Alan Gin, University of San Diego
YES: While the economy is growing and the job market is strong, people are feeling the effects of inflation. This reduces the household budget and the moratorium on the repayment of student loans will help these households to cope with this. Research has shown that excessive student debt has social consequences such as increased stress, postponement of marriage and family, and postponement of home ownership, all of which can also be affected by inflation. , so any relief would be welcome at this point.
Bob Rauch, RA Rauch & Associates
NOPE: For those of us who have paid off our student loans in full, what message are we sending? For the economy, on the one hand, interest rates are increased to slow down inflation. On the other hand, we forgive the debt which, in essence, reverses this objective. It’s time to start paying it back and there are plenty of jobs to get it back – payment plans can be worked out for those who need it.
James Hamilton, UC San Diego
YES: It’s called kicking the box on the road. Politicians pretended that the $1.5 trillion in student debt was free money that didn’t need to be funded by taxpayers and that wouldn’t leave students with unmanageable burdens. We need to move to an honest accounting system funded entirely by taxpayers’ money. But getting there requires political compromise and courage, which are lacking in Washington, DC, these days. So for now, the moratorium will have to be extended.
Austin Neudecker, Weave Growth
Do not participate this week.
Chris Van Gorder, Scripps Health
YES: The extension is only four months and will not have a significant impact on the economy, but will help people who may still be overwhelmed by the negative financial impact of a two-year pandemic. However, I do not believe that the moratorium should be extended indefinitely, as this could have a negative impact on the economy. The focus should be on offering debt forgiveness or restructuring to those who truly cannot afford to repay their loans.
Norm Miller, University of San Diego
NOPE: While some people need an extension, there’s no reason for blanket extensions for everyone, much like the checks Governor Newsom wants to send out as a gas tax refund. I would prefer that we channel the money into scholarships based on individual need and also to support industries that have a high demand for labour. We should also promote risk-based pricing that varies the student loan rate charged based on demand with full transparency on the odds of getting jobs by institution and field of study.
Jamie Moraga, IntelliSolutions
NOPE: We cannot continue to extend student loan relief. Before it was due to the pandemic, now it is due to inflation. What’s the next excuse? Nothing is free and the burden should not fall on taxpayers. Students should avoid accumulating debt by evaluating what they are studying and whether it is yielding a return on investment to pay off their debt. With our “back to normal” and plenty of jobs available, there is no need to keep extending relief programs like this.
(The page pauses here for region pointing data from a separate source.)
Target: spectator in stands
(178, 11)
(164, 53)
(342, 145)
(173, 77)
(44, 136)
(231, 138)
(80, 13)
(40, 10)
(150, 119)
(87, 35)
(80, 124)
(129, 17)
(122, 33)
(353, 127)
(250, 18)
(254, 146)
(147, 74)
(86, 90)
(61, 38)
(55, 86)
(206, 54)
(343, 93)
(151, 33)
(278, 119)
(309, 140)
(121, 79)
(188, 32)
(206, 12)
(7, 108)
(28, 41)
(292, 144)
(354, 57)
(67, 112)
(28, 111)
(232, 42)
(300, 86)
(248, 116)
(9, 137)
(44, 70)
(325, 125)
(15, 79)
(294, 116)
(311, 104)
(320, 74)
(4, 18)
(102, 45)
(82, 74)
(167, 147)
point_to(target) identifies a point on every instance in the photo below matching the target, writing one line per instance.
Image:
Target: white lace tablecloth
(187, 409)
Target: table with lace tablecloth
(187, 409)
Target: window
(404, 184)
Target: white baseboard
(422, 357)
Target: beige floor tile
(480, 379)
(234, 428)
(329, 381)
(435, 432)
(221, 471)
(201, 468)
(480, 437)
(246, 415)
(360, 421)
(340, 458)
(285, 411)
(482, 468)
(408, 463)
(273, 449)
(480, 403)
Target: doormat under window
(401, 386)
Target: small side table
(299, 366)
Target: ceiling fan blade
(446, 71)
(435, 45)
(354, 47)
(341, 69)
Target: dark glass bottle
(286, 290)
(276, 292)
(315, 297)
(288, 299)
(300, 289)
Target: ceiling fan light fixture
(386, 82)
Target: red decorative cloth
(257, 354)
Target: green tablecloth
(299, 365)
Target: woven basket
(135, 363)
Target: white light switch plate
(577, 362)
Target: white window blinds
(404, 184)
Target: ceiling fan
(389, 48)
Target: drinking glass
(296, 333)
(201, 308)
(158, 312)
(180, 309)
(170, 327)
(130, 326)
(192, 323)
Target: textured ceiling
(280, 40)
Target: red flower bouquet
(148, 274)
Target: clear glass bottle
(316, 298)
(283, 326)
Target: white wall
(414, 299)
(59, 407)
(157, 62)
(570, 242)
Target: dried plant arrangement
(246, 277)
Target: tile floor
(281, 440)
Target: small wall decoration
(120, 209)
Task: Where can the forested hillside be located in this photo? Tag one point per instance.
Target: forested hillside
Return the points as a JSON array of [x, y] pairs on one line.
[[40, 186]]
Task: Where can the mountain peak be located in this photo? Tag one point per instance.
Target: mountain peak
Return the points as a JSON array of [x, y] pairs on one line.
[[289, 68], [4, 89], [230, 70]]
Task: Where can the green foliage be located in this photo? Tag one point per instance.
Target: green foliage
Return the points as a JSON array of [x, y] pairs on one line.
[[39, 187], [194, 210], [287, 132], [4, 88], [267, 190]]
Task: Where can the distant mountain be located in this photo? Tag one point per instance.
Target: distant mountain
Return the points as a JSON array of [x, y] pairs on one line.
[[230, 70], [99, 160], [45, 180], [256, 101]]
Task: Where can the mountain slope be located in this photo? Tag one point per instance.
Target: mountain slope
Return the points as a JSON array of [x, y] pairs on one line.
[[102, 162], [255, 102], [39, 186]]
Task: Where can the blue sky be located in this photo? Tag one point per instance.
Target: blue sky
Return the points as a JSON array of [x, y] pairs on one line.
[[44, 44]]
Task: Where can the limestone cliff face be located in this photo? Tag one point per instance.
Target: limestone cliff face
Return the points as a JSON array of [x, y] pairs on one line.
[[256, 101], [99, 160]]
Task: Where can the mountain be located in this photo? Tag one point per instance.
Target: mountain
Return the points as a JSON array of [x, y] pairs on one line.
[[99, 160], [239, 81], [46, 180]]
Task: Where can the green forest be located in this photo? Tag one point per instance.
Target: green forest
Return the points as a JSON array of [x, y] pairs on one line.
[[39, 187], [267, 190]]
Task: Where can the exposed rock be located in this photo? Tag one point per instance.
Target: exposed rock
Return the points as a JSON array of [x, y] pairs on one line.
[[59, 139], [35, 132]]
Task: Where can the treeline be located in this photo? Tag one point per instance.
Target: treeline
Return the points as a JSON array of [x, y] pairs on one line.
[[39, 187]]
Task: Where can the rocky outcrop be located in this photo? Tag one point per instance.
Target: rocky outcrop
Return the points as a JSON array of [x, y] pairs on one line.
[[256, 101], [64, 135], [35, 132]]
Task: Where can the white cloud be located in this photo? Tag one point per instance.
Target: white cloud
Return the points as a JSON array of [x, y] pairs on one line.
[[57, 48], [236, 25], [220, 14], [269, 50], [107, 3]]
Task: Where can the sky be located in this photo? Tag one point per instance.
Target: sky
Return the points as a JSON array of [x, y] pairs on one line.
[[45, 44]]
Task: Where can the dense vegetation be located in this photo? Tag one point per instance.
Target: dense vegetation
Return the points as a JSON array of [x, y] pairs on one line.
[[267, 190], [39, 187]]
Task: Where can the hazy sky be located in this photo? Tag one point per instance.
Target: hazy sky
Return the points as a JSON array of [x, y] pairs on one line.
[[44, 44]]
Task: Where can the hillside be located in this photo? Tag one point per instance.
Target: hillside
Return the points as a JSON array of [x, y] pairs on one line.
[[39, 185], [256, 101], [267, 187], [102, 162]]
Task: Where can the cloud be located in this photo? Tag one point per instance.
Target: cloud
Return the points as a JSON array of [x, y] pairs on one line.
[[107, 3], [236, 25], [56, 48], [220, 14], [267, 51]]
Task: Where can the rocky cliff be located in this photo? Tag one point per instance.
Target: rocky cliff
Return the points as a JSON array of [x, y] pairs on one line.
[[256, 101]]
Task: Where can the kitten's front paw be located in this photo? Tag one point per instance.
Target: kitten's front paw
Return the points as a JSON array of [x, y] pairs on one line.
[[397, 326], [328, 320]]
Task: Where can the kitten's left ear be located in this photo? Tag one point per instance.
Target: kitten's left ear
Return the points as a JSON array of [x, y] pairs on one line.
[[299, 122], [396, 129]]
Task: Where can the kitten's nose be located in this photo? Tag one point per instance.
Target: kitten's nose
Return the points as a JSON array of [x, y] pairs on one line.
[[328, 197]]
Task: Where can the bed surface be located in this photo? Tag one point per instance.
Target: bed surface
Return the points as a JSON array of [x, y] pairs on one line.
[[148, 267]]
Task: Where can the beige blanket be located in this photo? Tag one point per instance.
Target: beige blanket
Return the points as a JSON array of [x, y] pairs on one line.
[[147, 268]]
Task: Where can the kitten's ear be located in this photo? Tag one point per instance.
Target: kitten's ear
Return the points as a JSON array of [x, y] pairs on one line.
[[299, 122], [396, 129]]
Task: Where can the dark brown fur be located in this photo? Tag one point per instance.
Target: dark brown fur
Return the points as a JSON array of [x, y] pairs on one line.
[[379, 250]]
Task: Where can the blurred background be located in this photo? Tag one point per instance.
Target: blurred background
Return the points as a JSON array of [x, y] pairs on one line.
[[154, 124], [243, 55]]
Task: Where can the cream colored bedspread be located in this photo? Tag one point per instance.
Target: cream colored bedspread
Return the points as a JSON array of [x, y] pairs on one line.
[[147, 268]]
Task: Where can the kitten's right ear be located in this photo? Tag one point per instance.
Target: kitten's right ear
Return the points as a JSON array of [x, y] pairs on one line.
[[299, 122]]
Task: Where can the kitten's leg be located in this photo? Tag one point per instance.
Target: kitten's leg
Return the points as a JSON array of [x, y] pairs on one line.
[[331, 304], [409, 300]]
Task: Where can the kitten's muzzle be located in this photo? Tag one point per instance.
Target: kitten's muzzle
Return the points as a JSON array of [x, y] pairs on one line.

David Ely, San Diego State University
NOPE: It is difficult to understand the choice to extend the moratorium for four months. Borrowers’ ability to resume loan repayments is unlikely to change much by August. The assertion that an extension is needed conflicts with the administration’s position that the economy is strong. If the main objective was to give time to restructure the student debt system, the moratorium should have been extended for more than four months.